Mi propio pueblo estaba a 500 metros de la frontera turca, viajé allí en un vehículo blindado, los taxis regulares no circulaban.
El pueblo estaba vacío. Pensé cómo se vivía en esas plazas donde jugaba con mis amigas. La mayoría de las casas estaban abandonadas o destruidas.
Mi casa estaba hecha escombros, verla me provocó un dolor agudo. Durante la guerra de Siria, las áreas de la frontera turca habían permanecido intactas, a excepción de Kobane, destruida por el llamado Estado Islámico.
Mi familia huyó en 2013. Cerré los ojos y dejé que los recuerdos me llevaran de regreso.
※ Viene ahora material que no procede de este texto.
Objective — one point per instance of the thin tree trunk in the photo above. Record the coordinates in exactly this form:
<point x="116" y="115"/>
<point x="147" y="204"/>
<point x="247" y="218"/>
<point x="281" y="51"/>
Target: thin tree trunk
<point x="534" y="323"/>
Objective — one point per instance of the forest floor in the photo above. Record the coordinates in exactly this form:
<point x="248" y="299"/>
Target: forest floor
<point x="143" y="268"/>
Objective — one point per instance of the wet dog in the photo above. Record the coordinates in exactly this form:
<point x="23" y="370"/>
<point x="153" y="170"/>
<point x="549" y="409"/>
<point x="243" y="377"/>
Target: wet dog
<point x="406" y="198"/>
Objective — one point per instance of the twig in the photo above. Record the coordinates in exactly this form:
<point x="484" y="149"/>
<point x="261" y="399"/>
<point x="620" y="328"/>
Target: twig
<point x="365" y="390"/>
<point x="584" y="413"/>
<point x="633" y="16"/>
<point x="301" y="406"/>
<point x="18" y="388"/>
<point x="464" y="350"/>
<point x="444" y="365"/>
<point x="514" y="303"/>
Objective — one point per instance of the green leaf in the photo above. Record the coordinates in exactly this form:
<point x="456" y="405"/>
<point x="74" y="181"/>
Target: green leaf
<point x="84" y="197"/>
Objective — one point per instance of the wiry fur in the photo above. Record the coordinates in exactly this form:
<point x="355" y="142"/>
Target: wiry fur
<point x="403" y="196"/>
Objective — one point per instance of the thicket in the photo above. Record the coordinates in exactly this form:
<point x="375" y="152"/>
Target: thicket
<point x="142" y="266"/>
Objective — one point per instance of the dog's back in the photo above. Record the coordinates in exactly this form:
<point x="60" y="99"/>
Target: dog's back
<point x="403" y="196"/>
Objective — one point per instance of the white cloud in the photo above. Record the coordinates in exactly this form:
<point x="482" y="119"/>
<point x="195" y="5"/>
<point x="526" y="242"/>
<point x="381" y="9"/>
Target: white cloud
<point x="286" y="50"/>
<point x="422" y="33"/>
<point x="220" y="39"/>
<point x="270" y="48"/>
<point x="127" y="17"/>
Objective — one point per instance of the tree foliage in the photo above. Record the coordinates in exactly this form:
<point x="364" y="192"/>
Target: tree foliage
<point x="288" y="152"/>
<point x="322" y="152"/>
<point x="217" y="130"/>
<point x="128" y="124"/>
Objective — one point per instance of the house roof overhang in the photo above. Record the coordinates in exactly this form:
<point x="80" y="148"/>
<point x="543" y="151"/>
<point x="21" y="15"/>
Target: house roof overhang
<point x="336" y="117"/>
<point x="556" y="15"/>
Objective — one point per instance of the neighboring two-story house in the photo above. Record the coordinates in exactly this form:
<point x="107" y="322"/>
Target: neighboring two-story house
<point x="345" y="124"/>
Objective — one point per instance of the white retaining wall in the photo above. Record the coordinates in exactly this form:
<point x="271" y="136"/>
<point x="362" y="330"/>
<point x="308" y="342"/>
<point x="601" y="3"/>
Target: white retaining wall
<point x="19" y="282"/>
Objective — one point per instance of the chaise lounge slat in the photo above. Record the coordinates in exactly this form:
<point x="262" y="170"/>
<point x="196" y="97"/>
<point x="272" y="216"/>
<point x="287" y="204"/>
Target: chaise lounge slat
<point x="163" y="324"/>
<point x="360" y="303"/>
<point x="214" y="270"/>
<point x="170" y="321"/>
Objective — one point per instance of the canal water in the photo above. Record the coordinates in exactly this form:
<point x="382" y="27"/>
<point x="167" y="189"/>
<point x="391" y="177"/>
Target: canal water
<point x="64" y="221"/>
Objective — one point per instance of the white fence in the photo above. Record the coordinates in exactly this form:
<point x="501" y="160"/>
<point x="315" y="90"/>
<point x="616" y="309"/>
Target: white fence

El lugar donde solía sentarse mi mamá, cómo comíamos juntas en el patio, los niños se perseguían unos a otros. Me quedé unos minutos respirando hondo.
Volví al coche. Un helicóptero turco estaba sobrevolando el lugar y me dio escalofríos. ¿Nos perseguían? El conductor nos sacó de ahí como si hubiera sido advertido de un peligro inminente. Afortunadamente, regresamos bien.
Durante dos semanas, 300.000 personas escaparon de sus pueblos. Se instalaron en escuelas sin absolutamente nada más que la ropa que llevaban. Cada aula albergaba de tres a cuatro familias. La gente pensaba que se había ido por unas horas o quizás unos días. No tenía idea de que esto duraría meses, años o para siempre. En el norte de Siria, más de 60 escuelas acogían a los desplazados de Serekaniye y Tel Abyad (las localidades que fueron ocupadas). La única ayuda disponible llegaba de las ONG locales; las internacionales se retiraron del área porque era de “máximo peligro”.
Escribir sobre la guerra fue doloroso. Costó mucho transmitir las emociones o describir las expresiones de las personas.
Rojava pagó un alto precio en su lucha contra el Estado Islámico. Más de 12.000 jóvenes murieron tratando de liberar a Siria de los terroristas. Donald Trump retiró sus fuerzas de la zona y el caos se sembró con la entrada de las tropas turcas.
Miles de civiles siguen hoy en día en escuelas tras un año del comienzo del ataque. Pocas familias árabes han podido volver a sus casas. Los kurdos originarios de Serekaniye y Tel Abyad perdieron todo. Los grupos armados saquearon los hogares. Robaron todo. Prohíben la vuelta de los kurdos.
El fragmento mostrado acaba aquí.